IMMH

Heavy cruiser Lützow

Heavy cruiser Lützow. Her model, built in a scale of 1:100 by Georg Dürr, is display in our section dedicated to the navies of World War II on deck 5 of the museum.


The “Panzerkreuzer A” was the first project to build a modern capital warship in Germany after World War I. She started to be discussed in 1920 and specific plans were made in 1926, presented to the German parliament in 1927 and became a much discussed item in election campaign of 1928. After this lengthy process, the ship named Deutschland was launched from the Deutsche Werke shipyard in Kiel in 1931 and commissioned on 1 April 1933. 

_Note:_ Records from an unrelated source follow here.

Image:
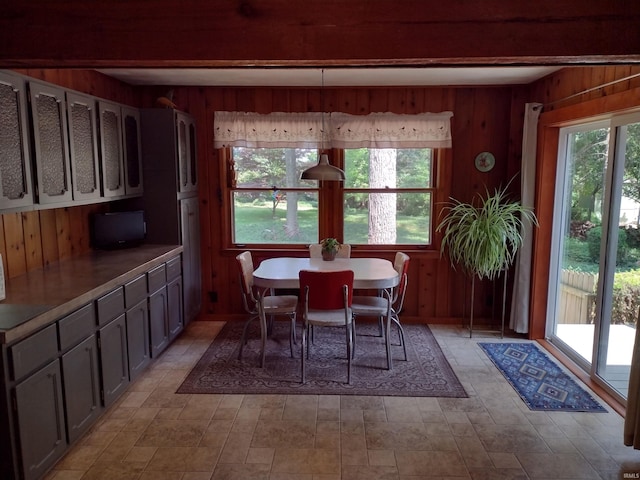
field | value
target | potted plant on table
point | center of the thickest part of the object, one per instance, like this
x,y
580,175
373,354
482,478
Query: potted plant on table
x,y
330,247
483,237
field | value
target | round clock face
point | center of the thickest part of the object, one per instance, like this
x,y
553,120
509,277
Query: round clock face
x,y
485,161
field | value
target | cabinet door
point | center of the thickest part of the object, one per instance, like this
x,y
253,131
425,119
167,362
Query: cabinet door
x,y
187,159
81,387
53,173
111,155
83,146
113,359
16,189
158,321
138,339
190,229
174,307
132,151
40,418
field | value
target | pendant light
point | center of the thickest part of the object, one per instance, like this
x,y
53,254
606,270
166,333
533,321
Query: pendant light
x,y
323,170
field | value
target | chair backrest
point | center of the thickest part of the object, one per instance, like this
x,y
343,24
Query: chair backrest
x,y
245,268
326,290
401,265
315,251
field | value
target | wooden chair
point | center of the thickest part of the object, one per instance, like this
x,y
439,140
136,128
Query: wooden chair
x,y
260,306
327,303
387,306
315,251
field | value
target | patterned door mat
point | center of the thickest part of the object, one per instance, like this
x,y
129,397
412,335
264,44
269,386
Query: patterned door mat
x,y
539,381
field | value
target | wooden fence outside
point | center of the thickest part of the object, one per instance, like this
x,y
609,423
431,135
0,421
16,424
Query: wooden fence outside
x,y
577,297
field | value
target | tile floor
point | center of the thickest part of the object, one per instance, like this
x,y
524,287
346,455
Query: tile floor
x,y
154,434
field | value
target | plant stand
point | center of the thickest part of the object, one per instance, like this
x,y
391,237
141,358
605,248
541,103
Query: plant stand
x,y
504,300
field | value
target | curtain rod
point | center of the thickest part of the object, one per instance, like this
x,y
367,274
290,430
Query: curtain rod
x,y
613,82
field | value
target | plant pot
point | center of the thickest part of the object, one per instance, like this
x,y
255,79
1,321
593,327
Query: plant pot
x,y
328,255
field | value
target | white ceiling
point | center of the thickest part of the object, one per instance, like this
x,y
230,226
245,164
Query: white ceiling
x,y
333,77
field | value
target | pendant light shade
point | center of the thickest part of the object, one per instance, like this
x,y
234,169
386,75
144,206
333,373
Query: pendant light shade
x,y
323,171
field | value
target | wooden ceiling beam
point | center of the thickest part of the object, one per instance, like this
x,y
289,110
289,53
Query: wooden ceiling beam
x,y
227,33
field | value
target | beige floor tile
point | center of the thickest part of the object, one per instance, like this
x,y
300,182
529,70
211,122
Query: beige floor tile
x,y
153,433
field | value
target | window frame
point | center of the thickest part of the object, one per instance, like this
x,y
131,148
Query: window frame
x,y
330,205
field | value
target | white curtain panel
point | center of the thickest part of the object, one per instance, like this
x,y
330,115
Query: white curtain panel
x,y
519,320
305,130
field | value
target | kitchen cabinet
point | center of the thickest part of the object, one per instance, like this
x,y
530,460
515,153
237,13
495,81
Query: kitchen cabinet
x,y
40,418
114,360
57,377
132,151
16,187
174,307
51,144
170,198
81,387
135,293
120,150
187,158
111,155
83,146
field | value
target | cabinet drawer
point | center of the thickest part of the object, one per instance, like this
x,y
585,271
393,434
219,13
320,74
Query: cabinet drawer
x,y
174,268
135,291
76,326
157,278
34,351
110,306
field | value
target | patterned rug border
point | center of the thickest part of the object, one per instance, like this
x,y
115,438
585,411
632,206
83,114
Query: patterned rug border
x,y
427,373
578,401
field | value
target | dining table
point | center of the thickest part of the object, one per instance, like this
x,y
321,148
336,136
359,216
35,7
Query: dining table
x,y
283,273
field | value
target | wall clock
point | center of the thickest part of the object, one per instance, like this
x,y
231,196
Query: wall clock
x,y
485,161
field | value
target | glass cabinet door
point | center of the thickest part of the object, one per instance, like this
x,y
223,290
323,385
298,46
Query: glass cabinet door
x,y
83,146
15,171
111,149
51,143
132,153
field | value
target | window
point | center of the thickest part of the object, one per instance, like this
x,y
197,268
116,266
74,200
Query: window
x,y
389,161
269,201
387,196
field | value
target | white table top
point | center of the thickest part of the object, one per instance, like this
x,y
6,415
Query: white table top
x,y
282,272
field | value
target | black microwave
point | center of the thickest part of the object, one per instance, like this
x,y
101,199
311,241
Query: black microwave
x,y
117,230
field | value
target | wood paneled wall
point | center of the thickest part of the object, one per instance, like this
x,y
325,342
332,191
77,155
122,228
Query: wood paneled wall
x,y
31,240
485,119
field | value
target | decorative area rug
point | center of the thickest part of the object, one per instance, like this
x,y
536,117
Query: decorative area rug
x,y
427,373
539,381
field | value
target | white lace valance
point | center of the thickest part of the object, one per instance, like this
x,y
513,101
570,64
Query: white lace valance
x,y
304,130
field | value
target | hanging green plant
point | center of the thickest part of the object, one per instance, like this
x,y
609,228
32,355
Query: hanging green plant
x,y
484,239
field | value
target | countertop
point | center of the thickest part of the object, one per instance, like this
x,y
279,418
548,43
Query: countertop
x,y
42,296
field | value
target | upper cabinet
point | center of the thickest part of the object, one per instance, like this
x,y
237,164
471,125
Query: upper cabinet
x,y
59,147
83,144
187,159
120,150
51,145
111,156
15,160
132,151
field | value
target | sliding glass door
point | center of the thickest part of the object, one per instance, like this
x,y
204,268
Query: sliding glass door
x,y
595,282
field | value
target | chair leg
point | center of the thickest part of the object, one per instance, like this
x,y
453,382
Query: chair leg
x,y
387,342
263,338
401,336
292,334
243,339
303,342
350,335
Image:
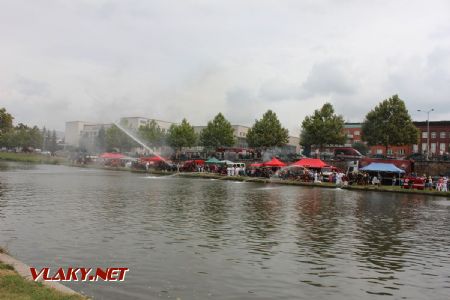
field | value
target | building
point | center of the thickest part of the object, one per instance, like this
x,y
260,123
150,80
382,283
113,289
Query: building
x,y
78,132
135,122
353,133
239,134
73,131
439,137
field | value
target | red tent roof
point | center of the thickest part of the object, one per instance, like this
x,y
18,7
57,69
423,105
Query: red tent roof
x,y
274,162
310,163
152,159
108,155
257,165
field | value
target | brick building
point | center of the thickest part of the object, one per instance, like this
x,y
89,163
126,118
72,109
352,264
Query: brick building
x,y
439,137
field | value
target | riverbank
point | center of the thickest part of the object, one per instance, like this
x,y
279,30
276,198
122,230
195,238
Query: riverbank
x,y
386,188
204,175
15,283
31,158
35,158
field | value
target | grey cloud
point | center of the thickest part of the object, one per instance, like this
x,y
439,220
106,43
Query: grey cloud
x,y
30,87
330,78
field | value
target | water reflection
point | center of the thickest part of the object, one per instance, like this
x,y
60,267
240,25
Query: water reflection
x,y
189,238
263,215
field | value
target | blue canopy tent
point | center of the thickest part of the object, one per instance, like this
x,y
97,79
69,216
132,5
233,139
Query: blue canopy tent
x,y
382,167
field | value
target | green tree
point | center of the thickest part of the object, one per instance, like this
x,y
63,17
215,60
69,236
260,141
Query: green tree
x,y
152,133
182,135
117,139
5,121
22,136
267,132
324,127
53,143
389,123
101,140
218,132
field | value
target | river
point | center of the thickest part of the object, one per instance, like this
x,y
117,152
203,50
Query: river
x,y
186,238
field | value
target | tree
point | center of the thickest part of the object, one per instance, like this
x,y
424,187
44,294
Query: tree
x,y
117,139
152,133
267,132
101,139
218,132
22,136
182,135
389,123
324,127
5,121
53,143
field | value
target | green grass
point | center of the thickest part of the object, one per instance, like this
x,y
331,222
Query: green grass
x,y
15,287
30,158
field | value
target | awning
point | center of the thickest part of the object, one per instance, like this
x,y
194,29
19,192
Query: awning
x,y
274,162
152,159
310,163
213,160
108,155
382,167
257,165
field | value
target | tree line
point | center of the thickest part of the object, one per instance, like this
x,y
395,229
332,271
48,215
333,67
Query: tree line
x,y
388,123
23,136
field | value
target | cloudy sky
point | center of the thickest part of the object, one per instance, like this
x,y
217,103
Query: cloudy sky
x,y
98,60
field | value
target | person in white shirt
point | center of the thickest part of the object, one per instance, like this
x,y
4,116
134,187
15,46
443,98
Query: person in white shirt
x,y
444,184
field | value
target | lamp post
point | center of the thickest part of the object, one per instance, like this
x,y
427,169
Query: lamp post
x,y
428,129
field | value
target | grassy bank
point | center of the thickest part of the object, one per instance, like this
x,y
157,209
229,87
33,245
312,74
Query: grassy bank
x,y
31,158
13,286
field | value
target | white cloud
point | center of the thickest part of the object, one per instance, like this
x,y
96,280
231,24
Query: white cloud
x,y
100,60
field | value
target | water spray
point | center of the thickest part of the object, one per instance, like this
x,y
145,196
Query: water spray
x,y
153,152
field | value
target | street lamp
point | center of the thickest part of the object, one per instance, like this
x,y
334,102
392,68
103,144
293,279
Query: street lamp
x,y
428,129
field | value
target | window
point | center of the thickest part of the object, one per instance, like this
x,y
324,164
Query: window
x,y
424,147
433,148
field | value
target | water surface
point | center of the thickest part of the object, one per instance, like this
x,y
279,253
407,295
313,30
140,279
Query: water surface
x,y
210,239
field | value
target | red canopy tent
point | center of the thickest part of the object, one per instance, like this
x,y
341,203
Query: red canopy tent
x,y
108,155
274,162
152,159
257,165
310,163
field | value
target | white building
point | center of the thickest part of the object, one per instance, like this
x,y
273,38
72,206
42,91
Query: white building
x,y
75,130
72,132
135,122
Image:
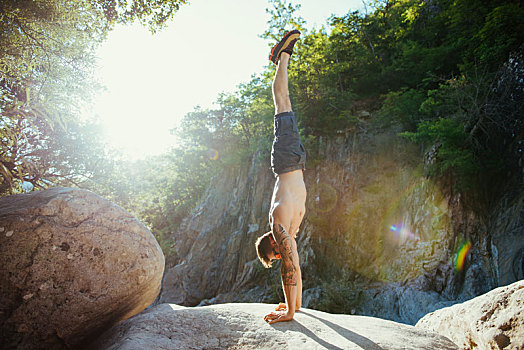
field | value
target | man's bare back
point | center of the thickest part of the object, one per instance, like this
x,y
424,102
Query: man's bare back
x,y
288,204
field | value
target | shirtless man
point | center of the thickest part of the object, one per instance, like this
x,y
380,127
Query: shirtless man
x,y
288,203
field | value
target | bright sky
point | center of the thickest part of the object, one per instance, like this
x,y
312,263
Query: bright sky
x,y
211,46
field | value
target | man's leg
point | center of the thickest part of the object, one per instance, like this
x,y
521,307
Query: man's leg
x,y
280,86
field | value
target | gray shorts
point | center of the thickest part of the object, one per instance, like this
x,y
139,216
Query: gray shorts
x,y
287,153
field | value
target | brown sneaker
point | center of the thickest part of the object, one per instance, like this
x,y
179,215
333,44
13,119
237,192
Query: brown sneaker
x,y
285,45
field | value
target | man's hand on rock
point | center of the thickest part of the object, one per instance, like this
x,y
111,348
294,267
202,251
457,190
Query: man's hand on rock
x,y
281,307
280,316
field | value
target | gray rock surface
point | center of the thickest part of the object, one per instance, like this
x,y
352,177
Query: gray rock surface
x,y
241,326
494,320
73,264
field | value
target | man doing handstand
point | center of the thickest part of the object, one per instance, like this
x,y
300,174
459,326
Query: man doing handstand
x,y
288,203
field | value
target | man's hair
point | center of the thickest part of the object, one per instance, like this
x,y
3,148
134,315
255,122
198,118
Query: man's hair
x,y
263,246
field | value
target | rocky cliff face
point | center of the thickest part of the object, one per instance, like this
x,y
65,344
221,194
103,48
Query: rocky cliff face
x,y
375,229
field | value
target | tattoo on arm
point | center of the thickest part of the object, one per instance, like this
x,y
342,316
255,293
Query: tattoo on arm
x,y
288,271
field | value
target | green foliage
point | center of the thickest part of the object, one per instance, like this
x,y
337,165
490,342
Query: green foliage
x,y
403,107
452,152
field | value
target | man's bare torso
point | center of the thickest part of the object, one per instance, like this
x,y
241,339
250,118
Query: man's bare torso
x,y
288,204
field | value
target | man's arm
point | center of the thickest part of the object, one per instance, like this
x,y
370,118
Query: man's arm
x,y
289,272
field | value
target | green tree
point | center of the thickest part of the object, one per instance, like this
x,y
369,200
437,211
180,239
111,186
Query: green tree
x,y
46,59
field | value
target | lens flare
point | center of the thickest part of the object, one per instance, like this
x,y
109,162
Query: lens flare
x,y
212,154
461,256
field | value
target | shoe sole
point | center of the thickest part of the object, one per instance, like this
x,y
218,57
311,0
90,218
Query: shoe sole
x,y
277,50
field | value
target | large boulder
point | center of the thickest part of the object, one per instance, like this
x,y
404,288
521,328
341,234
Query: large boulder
x,y
73,264
494,320
241,326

She was renamed Lützow on November the 15th 1939 to avoid the morale hit that the possible sinking of a ship named after the country would have meant during World War II. After some attacks on merchant ships in the North Atlantic, Lützow participated in the operation Weserübung, the occupation of Norway. On the way back to Kiel for repairs after the operation, she received a torpedo hit on the stern by the submarine HMS Spearfish at the entrance to the Kattegat and had to be towed to Kiel. The repairs took almost a year. Recommissioned in March 1941, Se was sent to merchant raiding again but was hit by a British torpedo bomber near Egersund and had to return to Kiel. At the end of May 1942 she was transferred to Narvik. Attempting to attack the Allied convoy PQ17, she run aground in heavy fog at Tjeldsund and had to move to Kiel again for repairs. Further operations in Norwegian waters followed, including her participation in the unsuccessful Operation Regenbogen in the Arctic Sea. In February 1944 she was transferred to the Baltic Sea. Here, the she intervened in the defensive battles against the Red Army. On April the 16th 1945, she received a hit with a tall boy bomb from a Lancaster bomber which had her grounded in swallow waters of the Kaiserfahrt – today’s Piast Canal. She stayed in use as a stationary battery until all ammunition had been expended on May the 4th. Her crew scuttled her then. Her further fate had been unclear for a long time, but she appears to have been salvaged by the Soviet Union and destroyed as a target ship in 1947.

Her model, built in a scale of 1:100 by Georg Dürr, is display in our section dedicated to the navies of World War II on deck 5 of the museum.